Tout ce que la foule accorde, c’est un tribunal improvisé, la lecture du livre d’écrou, des jugements accélérés : on condamnera et on tuera d’après la commune renommée ; cela simplifie. — Autre simplification plus redoutable encore : on condamnera et tuera par catégories. Suisses, prêtres, officiers ou serviteurs du roi, « chenilles de la liste civile », chacun de ces titres suffit. Dans les enclos où il n’y a que des prêtres ou des Suisses, on ne prendra pas la peine de juger, on égorgera en tas. — Ainsi réduite, l’opération est à la portée des opérateurs ; le nouveau souverain a les bras forts autant que l’intelligence courte, et, par une adaptation inévitable, il ravale son œuvre au niveau de ses facultés.
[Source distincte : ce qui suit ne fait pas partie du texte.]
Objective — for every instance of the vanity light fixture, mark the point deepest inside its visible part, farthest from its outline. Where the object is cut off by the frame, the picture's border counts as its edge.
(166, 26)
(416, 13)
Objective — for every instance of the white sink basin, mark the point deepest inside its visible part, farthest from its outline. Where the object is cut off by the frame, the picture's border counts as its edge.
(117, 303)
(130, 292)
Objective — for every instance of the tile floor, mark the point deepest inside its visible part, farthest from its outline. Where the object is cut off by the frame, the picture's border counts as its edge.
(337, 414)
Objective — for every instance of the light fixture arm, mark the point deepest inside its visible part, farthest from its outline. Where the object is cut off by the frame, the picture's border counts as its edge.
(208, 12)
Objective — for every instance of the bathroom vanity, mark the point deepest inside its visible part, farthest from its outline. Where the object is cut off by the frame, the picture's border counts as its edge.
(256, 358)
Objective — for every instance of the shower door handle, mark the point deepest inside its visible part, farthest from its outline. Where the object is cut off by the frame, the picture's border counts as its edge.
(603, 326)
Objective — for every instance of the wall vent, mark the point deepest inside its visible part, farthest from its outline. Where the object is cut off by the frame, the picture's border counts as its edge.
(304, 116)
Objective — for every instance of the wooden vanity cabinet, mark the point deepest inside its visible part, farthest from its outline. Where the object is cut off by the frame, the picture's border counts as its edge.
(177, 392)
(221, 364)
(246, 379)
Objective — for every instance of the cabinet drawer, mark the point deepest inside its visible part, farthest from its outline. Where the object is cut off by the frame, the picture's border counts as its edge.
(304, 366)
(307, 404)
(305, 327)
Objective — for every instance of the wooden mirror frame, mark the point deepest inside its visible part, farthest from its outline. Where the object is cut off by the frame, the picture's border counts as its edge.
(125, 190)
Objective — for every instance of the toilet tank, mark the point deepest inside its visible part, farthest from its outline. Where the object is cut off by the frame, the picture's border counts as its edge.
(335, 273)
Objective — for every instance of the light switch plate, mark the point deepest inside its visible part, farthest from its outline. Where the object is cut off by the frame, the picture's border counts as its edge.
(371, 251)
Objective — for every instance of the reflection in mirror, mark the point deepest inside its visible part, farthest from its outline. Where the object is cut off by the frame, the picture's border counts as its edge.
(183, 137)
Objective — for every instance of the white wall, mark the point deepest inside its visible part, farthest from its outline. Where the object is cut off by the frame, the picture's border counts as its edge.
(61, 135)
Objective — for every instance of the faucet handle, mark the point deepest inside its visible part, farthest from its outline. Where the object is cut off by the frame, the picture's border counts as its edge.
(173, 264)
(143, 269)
A son tour, son œuvre le pervertit et le dégrade. Ce n’est pas impunément qu’un homme, surtout un homme du peuple, pacifié par une civilisation ancienne, se fait souverain et, du même coup, bourreau. Il a beau s’exciter contre ses patients et s’entraîner en leur criant des injures   ; il sent vaguement qu’il commet une action énorme, et son âme, comme celle de Macbeth, est « pleine de scorpions ». Par une contraction terrible, il se raidit contre l’humanité héréditaire qui tressaille en lui ; elle résiste, il s’exaspère, et, pour l’étouffer, il n’a d’autre moyen que de « se gorger d’horreurs   » en accumulant les meurtres. Car le meurtre, surtout tel qu’il le pratique, c’est-à-dire à l’arme blanche et sur des gens désarmés, introduit dans sa machine animale et morale deux émotions extraordinaires et disproportionnées qui la bouleversent, d’une part la sensation de la toute-puissance exercée sans contrôle, obstacle ou danger, sur la vie humaine et sur la chair sensible  , d’autre part la sensation de la mort sanglante et diversifiée, avec son accompagnement toujours nouveau de contorsions et de cris   ; jadis dans les cirques romains, on ne pouvait s’en détacher : celui qui avait vu le spectacle une fois y revenait tous les jours. Et justement, aujourd’hui, chaque cour de prison est un cirque, avec cette aggravation que les spectateurs y sont acteurs. –


Ils sont gais ; autour de chaque nouveau cadavre, ils dansent, ils chantent la carmagnole   ; ils font lever les curieux du quartier pour les « amuser », pour leur donner part « à la bonne fête   ». Des bancs sont disposés pour « les messieurs », et d’autres pour « les dames » : celles-ci, plus curieuses, veulent en outre contempler à leur aise « les aristocrates » déjà tués : en conséquence, on requiert des lampions et on en pose un sur chaque cadavre.